Sous de l’arpon du Diable et du plomb du Cantal se dresse un hôtel qui ne désemplit pas en saison. À sa tête, Marc et Élodie Barthélémy. Ces Cantaliens ont repris l’établissement de Saint-Jacques-des-Blats, en 2018. Aujourd’hui conseillé dans Le Routard et le Guide Michelin, l’hôtel développe un tourisme proche des valeurs du couple qui le dirige.
"Nous visons une clientèle familiale, avec douze chambres et quatorze couverts.
Avec les années, nous arrivons à les fidéliser"Élodie Barthélémy (Dirigeante)

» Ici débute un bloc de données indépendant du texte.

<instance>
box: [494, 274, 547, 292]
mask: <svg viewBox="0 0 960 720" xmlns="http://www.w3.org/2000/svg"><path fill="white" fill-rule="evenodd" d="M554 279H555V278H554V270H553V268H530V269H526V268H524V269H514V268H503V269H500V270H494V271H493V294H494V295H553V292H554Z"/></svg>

S’ils arrivent à se démarquer dans un secteur impacté par l’ubérisation, c’est parce qu’ils ont développé leur propre concept. « Nous voulions conserver le côté hôtel tel que nous l’avons expérimenté en vacances, lorsque nous étions enfants, mais sans l’effet impersonnel, poursuit-elle. L’établissement était déjà aux normes. Nous l’avons donc repensé pour lui donner une identité, un esprit montagne. Un lieu un peu sympa, où on mange bien, qui suscite l’échange. »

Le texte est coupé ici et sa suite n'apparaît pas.